Within the FedSight AI framework, specialized agent roles facilitate policy deliberation. The ‘Analyst Agent’ is responsible for processing and interpreting real-time market data, specifically focusing on instruments such as Fed Funds Futures to gauge market expectations. Complementing this function, the ‘Economist Agent’ leverages this interpreted data to generate a range of potential policy options, including adjustments to key interest rates and quantitative easing parameters. These candidate policies then become the subject of discussion and evaluation by other agents within the simulation, mirroring the iterative process employed by the Federal Open Market Committee.
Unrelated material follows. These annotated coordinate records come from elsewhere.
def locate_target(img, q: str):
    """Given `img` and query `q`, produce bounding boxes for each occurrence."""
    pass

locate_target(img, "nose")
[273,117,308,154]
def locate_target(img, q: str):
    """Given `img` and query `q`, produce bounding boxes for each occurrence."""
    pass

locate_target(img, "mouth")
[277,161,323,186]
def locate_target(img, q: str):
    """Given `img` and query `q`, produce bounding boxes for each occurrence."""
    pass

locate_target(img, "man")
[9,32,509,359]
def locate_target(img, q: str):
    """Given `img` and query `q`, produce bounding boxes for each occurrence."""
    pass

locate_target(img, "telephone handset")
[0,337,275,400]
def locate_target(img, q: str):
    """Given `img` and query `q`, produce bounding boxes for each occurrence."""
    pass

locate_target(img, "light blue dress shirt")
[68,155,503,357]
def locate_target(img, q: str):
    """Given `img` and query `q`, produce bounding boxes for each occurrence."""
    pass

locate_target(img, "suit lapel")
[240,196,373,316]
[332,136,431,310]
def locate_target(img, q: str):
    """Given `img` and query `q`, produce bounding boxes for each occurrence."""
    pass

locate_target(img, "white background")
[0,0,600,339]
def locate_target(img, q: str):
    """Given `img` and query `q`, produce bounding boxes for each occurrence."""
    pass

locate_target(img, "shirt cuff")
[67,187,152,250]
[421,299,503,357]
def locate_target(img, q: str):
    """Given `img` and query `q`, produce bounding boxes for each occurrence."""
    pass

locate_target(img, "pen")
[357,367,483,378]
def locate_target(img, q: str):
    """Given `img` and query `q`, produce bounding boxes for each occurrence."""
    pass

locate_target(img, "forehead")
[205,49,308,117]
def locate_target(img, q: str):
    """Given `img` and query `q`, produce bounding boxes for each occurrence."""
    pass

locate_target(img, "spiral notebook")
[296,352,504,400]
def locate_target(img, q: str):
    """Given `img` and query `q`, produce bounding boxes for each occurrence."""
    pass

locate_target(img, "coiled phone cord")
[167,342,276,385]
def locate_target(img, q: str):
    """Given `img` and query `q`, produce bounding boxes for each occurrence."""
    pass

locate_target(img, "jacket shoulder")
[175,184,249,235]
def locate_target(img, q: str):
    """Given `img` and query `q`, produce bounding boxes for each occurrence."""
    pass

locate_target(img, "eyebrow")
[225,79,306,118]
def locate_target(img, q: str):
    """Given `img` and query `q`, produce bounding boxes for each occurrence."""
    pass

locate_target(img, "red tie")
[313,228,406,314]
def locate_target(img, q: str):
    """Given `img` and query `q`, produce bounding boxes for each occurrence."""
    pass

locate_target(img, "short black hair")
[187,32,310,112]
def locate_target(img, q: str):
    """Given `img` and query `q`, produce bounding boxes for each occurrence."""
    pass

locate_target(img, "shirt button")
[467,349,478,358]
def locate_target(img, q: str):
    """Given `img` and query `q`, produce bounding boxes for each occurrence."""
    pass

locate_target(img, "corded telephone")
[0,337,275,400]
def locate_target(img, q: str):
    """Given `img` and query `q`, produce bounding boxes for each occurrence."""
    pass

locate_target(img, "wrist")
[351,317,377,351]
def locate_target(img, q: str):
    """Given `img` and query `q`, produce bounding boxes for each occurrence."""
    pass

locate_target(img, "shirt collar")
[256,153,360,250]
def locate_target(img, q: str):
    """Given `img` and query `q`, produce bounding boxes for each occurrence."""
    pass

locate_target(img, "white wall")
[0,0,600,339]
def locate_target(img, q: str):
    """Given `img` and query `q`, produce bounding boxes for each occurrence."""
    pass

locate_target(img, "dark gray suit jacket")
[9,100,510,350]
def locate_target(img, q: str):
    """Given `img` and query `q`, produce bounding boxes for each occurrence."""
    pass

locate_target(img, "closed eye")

The FedSight framework simulates Federal Open Market Committee (FOMC) deliberations through an iterative process of agent interaction. Each agent, representing a distinct economic perspective, engages in discussion to analyze current market conditions and proposed policy options. This is followed by a persuasion phase where agents attempt to influence each other’s viewpoints based on presented data and rationale. Subsequently, agents participate in a voting process to determine a consensus policy decision. This cycle of discussion, persuasion, and voting is repeated across multiple iterations, mirroring the documented five stages of FOMC meetings: presentation, discussion, consideration of alternatives, preliminary vote, and policy statement finalization. The system’s architecture is designed to replicate the dynamic and evolving nature of real-world monetary policy decision-making.
The robustness of the FedSight framework is quantitatively assessed through two primary metrics: Voting Stability and Agent Accuracy. Voting Stability measures the consistency of agent preferences across multiple simulated decision-making cycles, indicating the framework’s ability to converge on reliable policy recommendations. Agent Accuracy evaluates the correlation between agent-generated forecasts and actual economic outcomes. In testing, the FedSight CoD (Coefficient of Determination) achieved a Voting Stability score of 93.33%, demonstrating a high degree of consistent preference alignment among the agent archetypes during iterative deliberation and policy voting. This metric provides an objective measure of the framework’s reliability in replicating the Federal Open Market Committee’s (FOMC) decision-making process.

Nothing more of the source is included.